The romantic in me insists that sailing belongs to a time when real men with long grey beards squinted through brass sextants to fix their vessels’ positions with pin-point accuracy, predicting landfall to the nearest hour… That hasn’t stopped me from kitting Sunny Spells out with the latest GPS chartplotter; in fact, at last count I carry four GPS receivers on board if I include my Nokia Navigator mobile phone. Hopefully the handheld, floating Garmin GPS and spare batteries travelling in a tin in the grab bag will survive a lightning strike…
Before our first passage I purchased an updated set of paper charts of the Australian East Coast, just to be sure, and a Davis Mk III sextant came my way at Birthday time, so now I had the tools, if not the skills.
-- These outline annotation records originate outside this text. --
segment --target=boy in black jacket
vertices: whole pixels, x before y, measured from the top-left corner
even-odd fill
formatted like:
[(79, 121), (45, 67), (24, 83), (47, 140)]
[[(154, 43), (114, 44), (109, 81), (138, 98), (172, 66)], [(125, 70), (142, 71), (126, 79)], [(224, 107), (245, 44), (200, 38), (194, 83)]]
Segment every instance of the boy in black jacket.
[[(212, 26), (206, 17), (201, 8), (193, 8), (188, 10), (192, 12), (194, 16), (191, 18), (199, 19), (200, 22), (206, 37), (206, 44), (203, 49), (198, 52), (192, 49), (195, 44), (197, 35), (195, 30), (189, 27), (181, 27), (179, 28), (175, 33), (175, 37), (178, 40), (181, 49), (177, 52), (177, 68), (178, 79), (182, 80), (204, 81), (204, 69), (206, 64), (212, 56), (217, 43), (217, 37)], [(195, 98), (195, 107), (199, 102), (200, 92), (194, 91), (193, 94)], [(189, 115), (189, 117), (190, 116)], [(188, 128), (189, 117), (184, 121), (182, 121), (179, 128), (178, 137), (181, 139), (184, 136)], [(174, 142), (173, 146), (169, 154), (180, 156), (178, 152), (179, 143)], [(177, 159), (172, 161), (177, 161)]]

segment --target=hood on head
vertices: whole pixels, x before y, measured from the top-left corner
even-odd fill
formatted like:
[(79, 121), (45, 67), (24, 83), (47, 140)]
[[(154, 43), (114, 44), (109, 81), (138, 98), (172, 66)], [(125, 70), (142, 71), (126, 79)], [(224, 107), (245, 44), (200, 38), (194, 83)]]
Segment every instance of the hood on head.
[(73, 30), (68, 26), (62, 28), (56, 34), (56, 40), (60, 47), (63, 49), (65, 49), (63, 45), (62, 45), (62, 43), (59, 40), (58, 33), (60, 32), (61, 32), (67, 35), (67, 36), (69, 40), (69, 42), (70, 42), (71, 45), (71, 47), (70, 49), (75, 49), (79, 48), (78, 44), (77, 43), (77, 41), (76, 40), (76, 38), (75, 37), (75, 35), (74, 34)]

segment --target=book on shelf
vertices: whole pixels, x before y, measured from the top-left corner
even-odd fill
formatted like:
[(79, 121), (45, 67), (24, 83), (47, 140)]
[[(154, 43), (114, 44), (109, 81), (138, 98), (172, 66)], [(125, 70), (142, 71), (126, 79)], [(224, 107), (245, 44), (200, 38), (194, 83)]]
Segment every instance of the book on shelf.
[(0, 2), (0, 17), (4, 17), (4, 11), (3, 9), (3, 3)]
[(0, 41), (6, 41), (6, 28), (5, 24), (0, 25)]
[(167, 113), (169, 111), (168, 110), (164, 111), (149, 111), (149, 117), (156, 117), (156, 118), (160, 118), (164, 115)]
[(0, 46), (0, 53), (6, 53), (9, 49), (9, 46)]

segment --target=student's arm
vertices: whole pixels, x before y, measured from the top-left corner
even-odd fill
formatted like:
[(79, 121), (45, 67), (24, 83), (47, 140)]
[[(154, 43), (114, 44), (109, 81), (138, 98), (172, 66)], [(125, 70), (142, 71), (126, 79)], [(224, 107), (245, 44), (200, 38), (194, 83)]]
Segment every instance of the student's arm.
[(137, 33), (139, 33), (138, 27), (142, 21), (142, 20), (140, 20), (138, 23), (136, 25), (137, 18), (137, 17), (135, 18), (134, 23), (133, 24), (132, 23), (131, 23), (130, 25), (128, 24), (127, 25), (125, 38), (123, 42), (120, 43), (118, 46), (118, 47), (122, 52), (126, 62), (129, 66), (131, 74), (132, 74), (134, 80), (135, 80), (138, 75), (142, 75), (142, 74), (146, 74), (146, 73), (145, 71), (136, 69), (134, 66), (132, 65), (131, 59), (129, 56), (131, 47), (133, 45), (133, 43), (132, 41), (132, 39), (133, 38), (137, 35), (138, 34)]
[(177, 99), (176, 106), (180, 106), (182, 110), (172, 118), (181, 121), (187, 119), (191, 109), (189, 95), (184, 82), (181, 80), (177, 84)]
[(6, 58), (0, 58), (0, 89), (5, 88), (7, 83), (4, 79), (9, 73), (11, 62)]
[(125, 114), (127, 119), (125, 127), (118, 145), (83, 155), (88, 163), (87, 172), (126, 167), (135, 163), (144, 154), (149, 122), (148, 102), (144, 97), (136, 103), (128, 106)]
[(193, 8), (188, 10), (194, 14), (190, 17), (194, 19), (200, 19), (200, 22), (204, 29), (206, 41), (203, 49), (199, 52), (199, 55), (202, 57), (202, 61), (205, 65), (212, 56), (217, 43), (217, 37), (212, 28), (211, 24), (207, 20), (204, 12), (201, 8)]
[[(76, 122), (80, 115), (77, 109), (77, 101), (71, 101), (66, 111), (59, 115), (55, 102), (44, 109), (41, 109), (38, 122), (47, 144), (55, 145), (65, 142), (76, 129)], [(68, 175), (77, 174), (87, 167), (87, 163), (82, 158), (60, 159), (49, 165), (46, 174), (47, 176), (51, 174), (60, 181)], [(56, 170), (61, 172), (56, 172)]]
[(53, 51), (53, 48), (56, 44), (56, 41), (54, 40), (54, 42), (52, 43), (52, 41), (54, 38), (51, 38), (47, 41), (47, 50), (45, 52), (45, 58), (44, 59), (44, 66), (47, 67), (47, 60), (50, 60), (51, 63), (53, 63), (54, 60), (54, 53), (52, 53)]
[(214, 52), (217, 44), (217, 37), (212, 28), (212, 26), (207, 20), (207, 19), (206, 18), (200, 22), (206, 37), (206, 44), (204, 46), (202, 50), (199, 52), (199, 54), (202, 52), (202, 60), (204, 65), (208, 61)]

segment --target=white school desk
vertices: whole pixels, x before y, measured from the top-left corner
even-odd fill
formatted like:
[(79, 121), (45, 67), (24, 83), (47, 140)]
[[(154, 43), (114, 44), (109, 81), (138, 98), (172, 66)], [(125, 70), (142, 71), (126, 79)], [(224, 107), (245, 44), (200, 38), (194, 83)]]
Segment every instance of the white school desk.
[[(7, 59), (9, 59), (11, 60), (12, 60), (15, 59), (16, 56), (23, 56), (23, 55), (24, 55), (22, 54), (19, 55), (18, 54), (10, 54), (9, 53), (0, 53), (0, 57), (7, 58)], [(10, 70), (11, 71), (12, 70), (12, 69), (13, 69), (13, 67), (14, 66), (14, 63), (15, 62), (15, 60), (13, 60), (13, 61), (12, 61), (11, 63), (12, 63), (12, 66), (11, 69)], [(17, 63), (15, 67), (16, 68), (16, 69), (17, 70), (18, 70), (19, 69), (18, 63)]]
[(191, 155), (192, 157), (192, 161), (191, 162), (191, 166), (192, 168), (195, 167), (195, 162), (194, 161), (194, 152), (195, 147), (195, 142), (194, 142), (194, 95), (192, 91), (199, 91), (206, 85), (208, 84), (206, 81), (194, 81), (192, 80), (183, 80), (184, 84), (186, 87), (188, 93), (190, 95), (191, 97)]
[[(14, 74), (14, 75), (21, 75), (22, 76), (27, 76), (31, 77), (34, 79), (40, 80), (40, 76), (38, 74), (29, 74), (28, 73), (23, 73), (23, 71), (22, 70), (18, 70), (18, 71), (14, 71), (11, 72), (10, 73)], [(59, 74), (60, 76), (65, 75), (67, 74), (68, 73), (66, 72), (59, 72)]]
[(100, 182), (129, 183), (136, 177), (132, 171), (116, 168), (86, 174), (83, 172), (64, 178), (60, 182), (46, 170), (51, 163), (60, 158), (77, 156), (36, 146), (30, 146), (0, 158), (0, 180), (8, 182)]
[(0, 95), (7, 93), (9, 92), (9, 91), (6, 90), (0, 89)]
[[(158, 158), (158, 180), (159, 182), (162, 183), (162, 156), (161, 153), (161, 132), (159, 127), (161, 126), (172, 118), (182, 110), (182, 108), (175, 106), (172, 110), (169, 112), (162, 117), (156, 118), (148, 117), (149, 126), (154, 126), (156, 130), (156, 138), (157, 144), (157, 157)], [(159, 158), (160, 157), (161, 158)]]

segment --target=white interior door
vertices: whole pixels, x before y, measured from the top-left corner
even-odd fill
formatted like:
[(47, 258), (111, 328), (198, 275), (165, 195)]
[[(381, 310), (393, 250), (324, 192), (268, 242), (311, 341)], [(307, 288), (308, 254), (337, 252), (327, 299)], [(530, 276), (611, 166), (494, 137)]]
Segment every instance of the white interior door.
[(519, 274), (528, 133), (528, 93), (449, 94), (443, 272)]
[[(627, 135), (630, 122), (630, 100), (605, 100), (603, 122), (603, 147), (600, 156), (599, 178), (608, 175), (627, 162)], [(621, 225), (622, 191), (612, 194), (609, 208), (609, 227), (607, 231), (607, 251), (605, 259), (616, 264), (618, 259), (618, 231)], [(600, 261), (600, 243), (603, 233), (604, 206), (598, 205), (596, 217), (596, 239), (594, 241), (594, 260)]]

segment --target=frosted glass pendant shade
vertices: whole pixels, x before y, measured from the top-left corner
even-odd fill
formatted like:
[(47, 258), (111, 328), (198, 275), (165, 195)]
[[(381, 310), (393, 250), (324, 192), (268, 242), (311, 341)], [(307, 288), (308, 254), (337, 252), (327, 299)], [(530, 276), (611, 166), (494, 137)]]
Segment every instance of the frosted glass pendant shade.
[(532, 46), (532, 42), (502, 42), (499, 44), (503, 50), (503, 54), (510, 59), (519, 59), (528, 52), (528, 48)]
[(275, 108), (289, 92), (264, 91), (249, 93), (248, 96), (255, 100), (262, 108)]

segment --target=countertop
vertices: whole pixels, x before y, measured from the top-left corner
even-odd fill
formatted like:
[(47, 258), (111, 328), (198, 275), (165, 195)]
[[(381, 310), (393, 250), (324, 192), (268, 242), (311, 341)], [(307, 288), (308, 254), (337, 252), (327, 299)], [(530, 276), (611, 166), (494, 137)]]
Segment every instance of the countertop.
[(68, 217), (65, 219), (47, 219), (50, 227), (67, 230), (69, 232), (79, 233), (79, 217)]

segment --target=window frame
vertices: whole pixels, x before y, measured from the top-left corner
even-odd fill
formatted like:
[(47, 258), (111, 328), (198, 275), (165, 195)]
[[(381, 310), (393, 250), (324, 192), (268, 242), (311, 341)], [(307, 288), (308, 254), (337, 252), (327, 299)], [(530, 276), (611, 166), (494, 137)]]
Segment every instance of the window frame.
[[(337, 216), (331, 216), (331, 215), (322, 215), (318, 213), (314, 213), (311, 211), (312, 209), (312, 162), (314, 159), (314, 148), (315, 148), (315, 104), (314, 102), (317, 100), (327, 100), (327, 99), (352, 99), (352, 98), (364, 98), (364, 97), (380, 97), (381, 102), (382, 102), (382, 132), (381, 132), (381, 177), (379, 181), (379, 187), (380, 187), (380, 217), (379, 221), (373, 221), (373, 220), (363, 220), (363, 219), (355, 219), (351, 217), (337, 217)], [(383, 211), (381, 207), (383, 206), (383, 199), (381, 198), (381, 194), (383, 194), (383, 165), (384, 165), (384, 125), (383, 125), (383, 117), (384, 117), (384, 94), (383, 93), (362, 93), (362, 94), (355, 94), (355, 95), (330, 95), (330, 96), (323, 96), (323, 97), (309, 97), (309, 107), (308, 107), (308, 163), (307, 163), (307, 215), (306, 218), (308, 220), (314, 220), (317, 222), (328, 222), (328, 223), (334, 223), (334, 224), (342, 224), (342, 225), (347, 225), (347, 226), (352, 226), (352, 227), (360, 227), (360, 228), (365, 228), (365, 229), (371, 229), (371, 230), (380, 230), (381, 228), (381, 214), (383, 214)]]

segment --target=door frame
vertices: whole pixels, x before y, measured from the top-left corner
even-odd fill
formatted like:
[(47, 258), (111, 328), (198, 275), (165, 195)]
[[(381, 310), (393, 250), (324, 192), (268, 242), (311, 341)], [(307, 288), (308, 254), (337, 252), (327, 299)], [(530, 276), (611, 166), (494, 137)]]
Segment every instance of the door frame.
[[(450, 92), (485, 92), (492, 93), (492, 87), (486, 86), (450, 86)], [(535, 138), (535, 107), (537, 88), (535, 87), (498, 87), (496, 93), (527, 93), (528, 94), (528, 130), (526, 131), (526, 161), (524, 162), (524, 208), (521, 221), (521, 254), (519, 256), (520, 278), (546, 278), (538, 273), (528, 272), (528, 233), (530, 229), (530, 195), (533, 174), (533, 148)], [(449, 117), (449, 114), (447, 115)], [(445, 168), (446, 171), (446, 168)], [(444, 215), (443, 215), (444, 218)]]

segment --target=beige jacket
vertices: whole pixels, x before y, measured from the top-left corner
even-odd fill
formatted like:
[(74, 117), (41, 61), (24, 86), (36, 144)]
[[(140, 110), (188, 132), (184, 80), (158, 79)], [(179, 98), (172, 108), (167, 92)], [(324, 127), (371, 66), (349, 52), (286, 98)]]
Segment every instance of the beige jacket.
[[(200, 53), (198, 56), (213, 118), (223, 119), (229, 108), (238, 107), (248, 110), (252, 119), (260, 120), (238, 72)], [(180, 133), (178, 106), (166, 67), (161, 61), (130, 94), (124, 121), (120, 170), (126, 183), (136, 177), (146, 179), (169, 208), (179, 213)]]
So, how to acquire the skills?
The sextant came with pretty good instructions: it comprises about 10 pages, notebook size, with enough information and the basic tables to enable you to calculate a fix from a noon sighting of the sun. This was a revelation to me, as one of the things that always made me shy away from doing the sextant thing (sounds suggestive, eh?) was the perceived need to carry volumes of tables and almanacs to do the calculations, and update these every year.
While on passage between North Keppel Island and the Percy Isles in July 2008 we floated downwind under spinnaker for hours on a calm sea: ideal conditions for learning the intricacies of the sextant.
Lesson 1: adjusting the sextant was a doddle, maybe because my instrument is so simple. It was quite a thrill though, finally holding the sextant in my hand and getting a feel for how it works.
Our next opportunity for continuing the education was two days later while continuing north from Middle Percy Island to Scawfell Island. In about four paragraphs of instructions and one small table I had enough information to do a noon sighting of the sun and plot our position to within 10 nautical miles! I was well pleased knowing I can now, in an emergency fix our position once a day and know that, with very limited data and an accurate timepiece, I can be within about 10 miles.
With my new found knowledge I could also show the crew how to take the sights and we all took turns to take sights every three minutes from about 11AM onwards – great practice.